“Yes, Isabella, I am serious. But first let me ask you, have you no suspicion that I may have been privy to the strange chance which befell you yesterday morning?”
“You, sir?” answered Isabella, stammering between a consciousness that he had guessed her thoughts justly, and the shame as well as fear which forbade her to acknowledge a suspicion so degrading and so unnatural.
“Yes!” he continued, “your hesitation confesses that you entertained such an opinion, and I have now the painful task of acknowledging that your suspicions have done me no injustice. But listen to my motives. In an evil hour I countenanced the addresses of Sir Frederick Langley, conceiving it impossible that you could have any permanent objections to a match where the advantages were, in most respects, on your side. In a worse, I entered with him into measures calculated to restore our banished monarch, and the independence of my country. He has taken advantage of my unguarded confidence, and now has my life at his disposal.”
“Your life, sir?” said Isabella, faintly.
“Yes, Isabella,” continued her father, “the life of him who gave life to you. So soon as I foresaw the excesses into which his headlong passion (for, to do him justice, I believe his unreasonable conduct arises from excess of attachment to you) was likely to hurry him, I endeavoured, by finding a plausible pretext for your absence for some weeks, to extricate myself from the dilemma in which I am placed. For this purpose I wished, in case your objections to the match continued insurmountable, to have sent you privately for a few months to the convent of your maternal aunt at Paris. By a series of mistakes you have been brought from the place of secrecy and security which I had destined for your temporary abode. Fate has baffled my last chance of escape, and I have only to give you my blessing, and send you from the castle with Mr. Ratcliffe, who now leaves it; my own fate will soon be decided.”

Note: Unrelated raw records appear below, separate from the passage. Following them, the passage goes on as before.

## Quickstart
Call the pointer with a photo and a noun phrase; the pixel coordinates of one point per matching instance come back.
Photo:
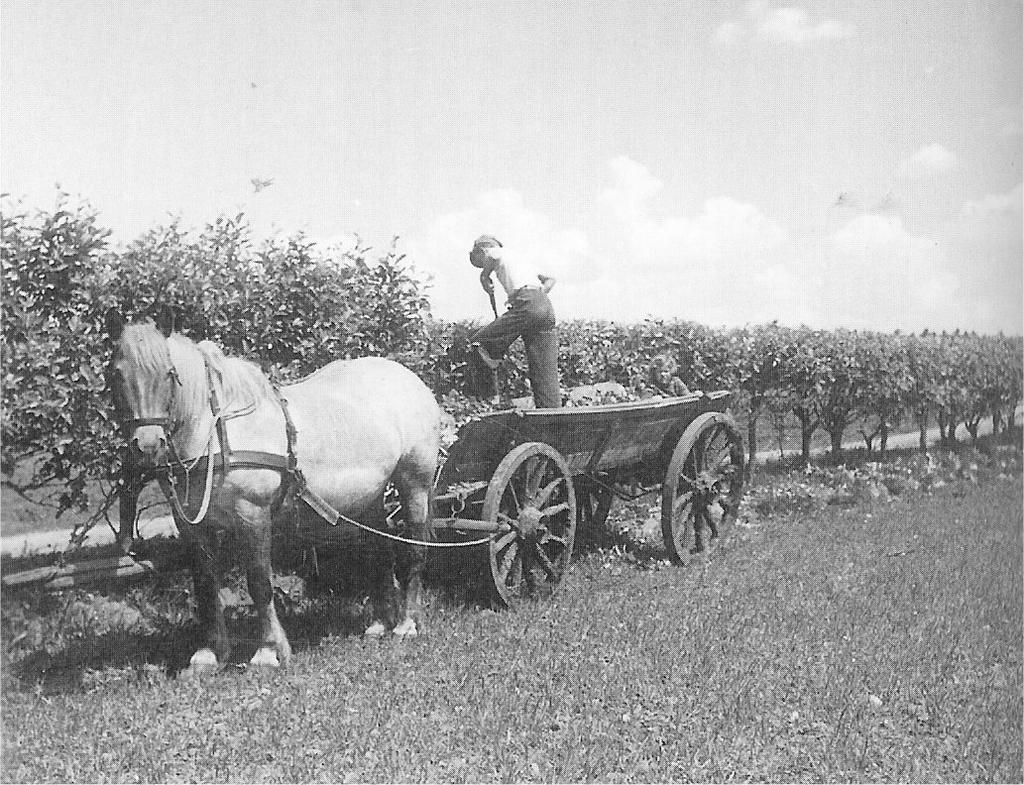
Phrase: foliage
(282, 303)
(888, 651)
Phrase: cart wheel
(531, 499)
(702, 487)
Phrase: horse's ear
(115, 322)
(165, 320)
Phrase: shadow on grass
(65, 642)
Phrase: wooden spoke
(545, 493)
(503, 541)
(555, 509)
(545, 562)
(682, 502)
(711, 448)
(530, 560)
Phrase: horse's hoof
(204, 661)
(265, 656)
(407, 629)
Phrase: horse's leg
(411, 560)
(215, 646)
(380, 566)
(273, 649)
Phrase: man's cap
(486, 241)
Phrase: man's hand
(486, 282)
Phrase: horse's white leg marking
(265, 656)
(203, 661)
(274, 648)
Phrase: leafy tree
(53, 353)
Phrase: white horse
(358, 425)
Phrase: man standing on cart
(529, 315)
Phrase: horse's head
(143, 382)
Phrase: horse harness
(227, 459)
(293, 481)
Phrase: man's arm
(486, 282)
(488, 287)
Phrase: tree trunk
(837, 445)
(131, 486)
(752, 442)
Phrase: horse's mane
(242, 383)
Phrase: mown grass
(873, 643)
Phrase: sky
(846, 164)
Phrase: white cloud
(730, 263)
(986, 238)
(994, 205)
(931, 158)
(783, 26)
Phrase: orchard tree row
(292, 307)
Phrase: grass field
(864, 643)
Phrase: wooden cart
(527, 478)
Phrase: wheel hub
(529, 522)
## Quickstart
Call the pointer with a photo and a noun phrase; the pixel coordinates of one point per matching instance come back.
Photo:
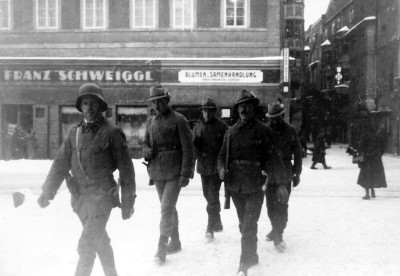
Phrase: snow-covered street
(331, 230)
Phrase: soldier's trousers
(248, 208)
(211, 186)
(277, 212)
(168, 193)
(94, 239)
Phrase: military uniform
(208, 138)
(288, 143)
(251, 151)
(102, 149)
(168, 148)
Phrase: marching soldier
(288, 142)
(208, 136)
(168, 148)
(249, 154)
(93, 150)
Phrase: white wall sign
(241, 76)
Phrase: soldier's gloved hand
(127, 203)
(44, 200)
(147, 154)
(183, 181)
(296, 180)
(221, 174)
(283, 194)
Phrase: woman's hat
(208, 104)
(246, 96)
(275, 110)
(91, 89)
(157, 91)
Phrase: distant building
(359, 64)
(196, 48)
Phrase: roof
(326, 43)
(334, 7)
(366, 19)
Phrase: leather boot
(174, 245)
(107, 261)
(218, 224)
(85, 265)
(162, 249)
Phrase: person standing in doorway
(319, 150)
(92, 151)
(168, 149)
(288, 142)
(372, 172)
(248, 148)
(208, 136)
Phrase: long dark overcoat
(319, 148)
(169, 146)
(207, 139)
(372, 173)
(251, 151)
(103, 149)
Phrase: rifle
(227, 203)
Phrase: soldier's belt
(246, 163)
(93, 182)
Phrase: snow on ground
(331, 230)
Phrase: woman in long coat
(372, 173)
(319, 150)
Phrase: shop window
(5, 14)
(235, 13)
(191, 112)
(132, 121)
(143, 13)
(182, 13)
(47, 14)
(94, 14)
(69, 117)
(40, 112)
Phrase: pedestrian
(169, 150)
(208, 136)
(93, 150)
(288, 142)
(319, 150)
(249, 154)
(372, 172)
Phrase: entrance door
(132, 121)
(17, 124)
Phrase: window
(235, 13)
(47, 14)
(182, 13)
(143, 12)
(94, 14)
(5, 14)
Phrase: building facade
(196, 48)
(294, 40)
(360, 66)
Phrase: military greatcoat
(103, 149)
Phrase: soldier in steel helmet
(168, 148)
(208, 136)
(92, 151)
(288, 142)
(252, 155)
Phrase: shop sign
(128, 76)
(224, 76)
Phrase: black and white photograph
(199, 137)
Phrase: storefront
(38, 94)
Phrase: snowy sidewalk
(331, 230)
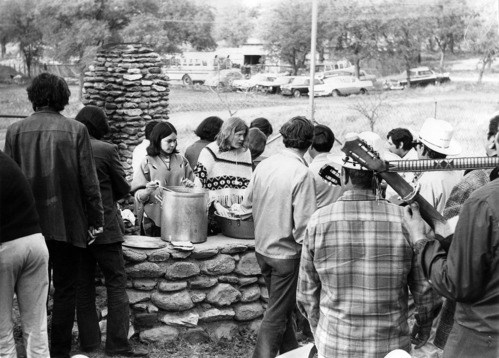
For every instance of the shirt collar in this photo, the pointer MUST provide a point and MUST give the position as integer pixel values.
(293, 154)
(358, 195)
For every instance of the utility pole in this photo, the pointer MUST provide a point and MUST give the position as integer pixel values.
(312, 59)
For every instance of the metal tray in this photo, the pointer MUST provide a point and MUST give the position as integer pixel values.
(143, 242)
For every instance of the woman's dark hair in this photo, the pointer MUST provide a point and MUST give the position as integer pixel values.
(209, 128)
(160, 131)
(323, 138)
(48, 90)
(401, 135)
(227, 131)
(148, 129)
(95, 119)
(262, 124)
(433, 154)
(297, 133)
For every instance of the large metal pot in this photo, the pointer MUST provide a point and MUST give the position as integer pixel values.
(184, 214)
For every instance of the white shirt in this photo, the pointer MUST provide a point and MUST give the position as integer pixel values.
(139, 153)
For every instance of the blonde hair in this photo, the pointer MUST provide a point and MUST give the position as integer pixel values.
(226, 134)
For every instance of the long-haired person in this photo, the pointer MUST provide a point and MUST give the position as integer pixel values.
(163, 166)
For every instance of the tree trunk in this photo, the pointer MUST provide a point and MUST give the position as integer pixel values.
(357, 67)
(442, 56)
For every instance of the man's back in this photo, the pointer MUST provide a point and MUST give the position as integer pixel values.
(55, 155)
(365, 264)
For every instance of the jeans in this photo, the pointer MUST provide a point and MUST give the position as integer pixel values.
(23, 271)
(109, 257)
(64, 264)
(277, 331)
(467, 343)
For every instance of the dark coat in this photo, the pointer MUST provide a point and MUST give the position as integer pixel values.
(113, 186)
(55, 155)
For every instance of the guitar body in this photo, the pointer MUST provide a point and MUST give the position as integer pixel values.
(367, 157)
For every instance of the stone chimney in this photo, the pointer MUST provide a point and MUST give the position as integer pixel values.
(126, 81)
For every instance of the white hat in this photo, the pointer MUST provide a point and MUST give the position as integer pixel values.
(436, 134)
(373, 140)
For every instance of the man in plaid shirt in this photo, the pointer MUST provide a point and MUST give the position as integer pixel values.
(356, 266)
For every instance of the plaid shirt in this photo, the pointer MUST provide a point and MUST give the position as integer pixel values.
(355, 268)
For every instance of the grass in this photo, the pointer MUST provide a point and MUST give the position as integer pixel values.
(466, 105)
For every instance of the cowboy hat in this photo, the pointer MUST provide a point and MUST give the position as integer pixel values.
(436, 134)
(371, 139)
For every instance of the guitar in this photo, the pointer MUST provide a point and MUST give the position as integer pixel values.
(367, 157)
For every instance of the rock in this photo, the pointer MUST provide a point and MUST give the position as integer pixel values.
(159, 255)
(197, 296)
(247, 265)
(222, 264)
(133, 256)
(137, 296)
(145, 320)
(177, 301)
(244, 281)
(215, 314)
(248, 311)
(264, 293)
(250, 293)
(196, 336)
(183, 319)
(144, 284)
(179, 270)
(165, 286)
(228, 279)
(223, 294)
(202, 282)
(144, 270)
(222, 330)
(199, 253)
(159, 335)
(234, 249)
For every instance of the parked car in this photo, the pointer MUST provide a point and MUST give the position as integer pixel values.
(350, 71)
(298, 87)
(253, 82)
(223, 79)
(275, 85)
(342, 86)
(419, 76)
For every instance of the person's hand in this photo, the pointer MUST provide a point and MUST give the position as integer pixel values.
(221, 210)
(414, 223)
(152, 186)
(187, 183)
(92, 234)
(420, 335)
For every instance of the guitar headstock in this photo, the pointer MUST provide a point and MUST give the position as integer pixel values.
(330, 175)
(364, 154)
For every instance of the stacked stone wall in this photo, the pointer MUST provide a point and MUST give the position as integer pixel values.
(126, 81)
(209, 293)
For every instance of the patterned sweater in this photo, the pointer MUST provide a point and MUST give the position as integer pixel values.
(224, 174)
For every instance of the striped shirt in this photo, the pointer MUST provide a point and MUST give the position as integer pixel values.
(355, 270)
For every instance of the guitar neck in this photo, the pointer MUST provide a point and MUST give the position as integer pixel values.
(404, 189)
(424, 165)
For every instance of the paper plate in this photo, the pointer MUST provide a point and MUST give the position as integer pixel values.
(143, 242)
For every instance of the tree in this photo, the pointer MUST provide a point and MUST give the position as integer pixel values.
(287, 32)
(482, 38)
(19, 25)
(449, 25)
(354, 32)
(406, 33)
(235, 24)
(171, 25)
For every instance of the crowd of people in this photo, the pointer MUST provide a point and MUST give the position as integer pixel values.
(356, 260)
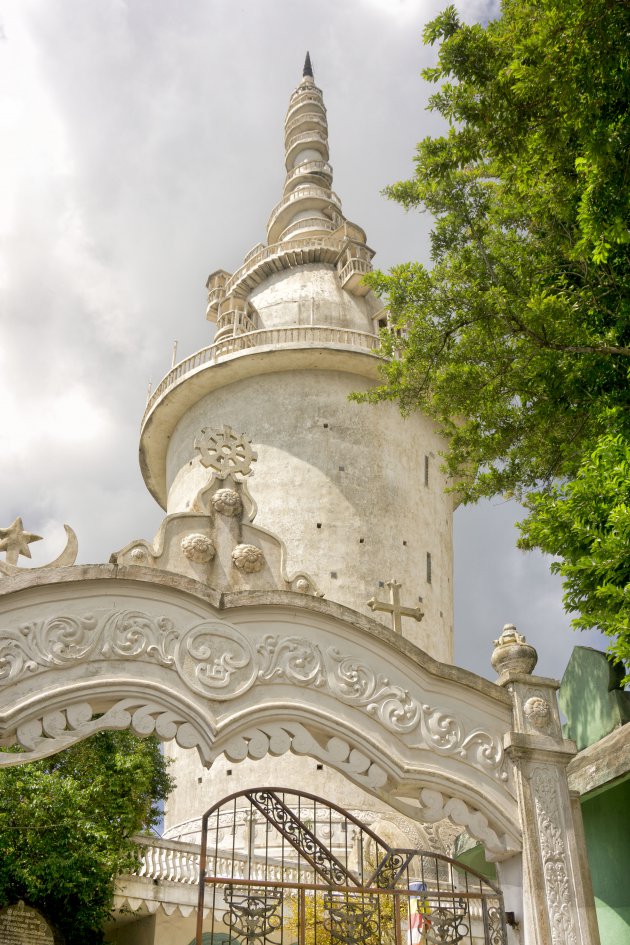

“Good Heaven, sir! can this be possible?” exclaimed Isabella. “O, why was I freed from the restraint in which you placed me? or why did you not impart your pleasure to me?”
“Think an instant, Isabella. Would you have had me prejudice in your opinion the friend I was most desirous of serving, by communicating to you the injurious eagerness with which he pursued his object? Could I do so honourably, having promised to assist his suit?—But it is all over, I and Mareschal have made up our minds to die like men; it only remains to send you from hence under a safe escort.”
“Great powers! and is there no remedy?” said the terrified young woman.
“None, my child,” answered Vere, gently, “unless one which you would not advise your father to adopt—to be the first to betray his friends.”
“O, no! no!” she answered, abhorrently yet hastily, as if to reject the temptation which the alternative presented to her. “But is there no other hope—through flight—through mediation—through supplication?—I will bend my knee to Sir Frederick!”